2 Create a Bash variables file
This allows usage of Bash variables across R Markdown chunks.
{
echo "#### Assign Variables ####"
echo ""
echo "# Data directories"
echo 'export deep_dive_expression_dir=/home/shared/8TB_HDD_01/sam/gitrepos/urol-e5/deep-dive-expression'
echo 'export output_dir_top=${deep_dive_expression_dir}/D-Apul/output/00.00-D-Apul-WGBS-reads-FastQC-MultiQC'
echo 'export raw_fastqc_dir=${output_dir_top}/raw-fastqc'
echo 'export raw_reads_dir=${deep_dive_expression_dir}/D-Apul/data/raw-fastqs'
echo 'export raw_reads_url="https://owl.fish.washington.edu/nightingales/E5-coral-deep-dive-expression/genohub2216545/"'
echo ""
echo "# Paths to programs"
echo 'export fastqc=/home/shared/FastQC-0.12.1/fastqc'
echo 'export multiqc=/home/sam/programs/mambaforge/bin/multiqc'
echo ""
echo "# Set FastQ filename patterns"
echo "export fastq_pattern='*.fastq.gz'"
echo "export R1_fastq_pattern='*_R1_*.fastq.gz'"

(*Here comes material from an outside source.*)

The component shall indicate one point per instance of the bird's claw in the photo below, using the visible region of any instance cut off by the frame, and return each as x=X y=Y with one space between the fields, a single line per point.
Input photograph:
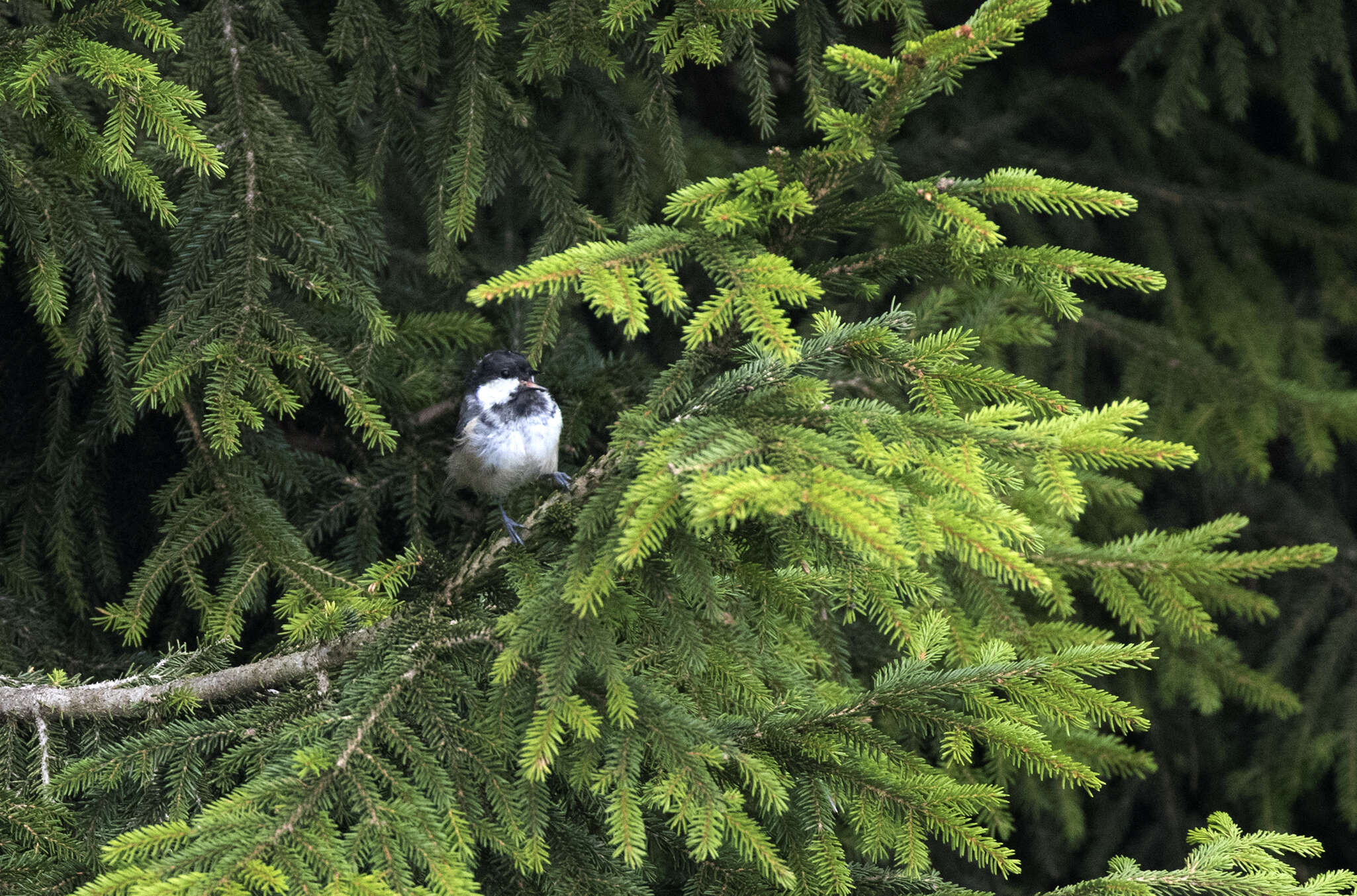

echo "export R2_fastq_pattern='*_R2_*.fastq.gz'"
echo ""
echo "# Set number of CPUs to use"
echo 'export threads=40'
echo ""
echo "## Inititalize arrays"
echo 'export fastq_array_R1=()'
echo 'export fastq_array_R2=()'
echo 'export raw_fastqs_array=()'
echo 'export R1_names_array=()'
echo 'export R2_names_array=()'
echo ""
echo "# Programs associative array"
echo "declare -A programs_array"
echo "programs_array=("
echo '[fastqc]="${fastqc}" \'
echo '[multiqc]="${multiqc}" \'
echo ")"
echo ""
echo "# Print formatting"
echo 'export line="--------------------------------------------------------"'
echo ""
} > .bashvars
cat .bashvars#### Assign Variables ####
# Data directories
export deep_dive_expression_dir=/home/shared/8TB_HDD_01/sam/gitrepos/urol-e5/deep-dive-expression
export output_dir_top=${deep_dive_expression_dir}/D-Apul/output/00.00-D-Apul-WGBS-reads-FastQC-MultiQC
export raw_fastqc_dir=${output_dir_top}/raw-fastqc
export raw_reads_dir=${deep_dive_expression_dir}/D-Apul/data/raw-fastqs
export raw_reads_url="https://owl.fish.washington.edu/nightingales/E5-coral-deep-dive-expression/genohub2216545/"
# Paths to programs
export fastqc=/home/shared/FastQC-0.12.1/fastqc
export multiqc=/home/sam/programs/mambaforge/bin/multiqc
# Set FastQ filename patterns
export fastq_pattern='*.fastq.gz'
export R1_fastq_pattern='*_R1_*.fastq.gz'
export R2_fastq_pattern='*_R2_*.fastq.gz'
# Set number of CPUs to use
export threads=40
## Inititalize arrays
export fastq_array_R1=()
export fastq_array_R2=()
export raw_fastqs_array=()
export R1_names_array=()
export R2_names_array=()
# Programs associative array
declare -A programs_array
programs_array=(
[fastqc]="${fastqc}" \
[multiqc]="${multiqc}" \
)
# Print formatting
export line="--------------------------------------------------------"3 Download A.pulchra RNA-seq FastQs
Reads are downloaded from https://owl.fish.washington.edu/nightingales/E5-coral-deep-dive-expression/genohub2216545/
Since sequencing included multiple species, the code will also parse only those that are A.pulchra.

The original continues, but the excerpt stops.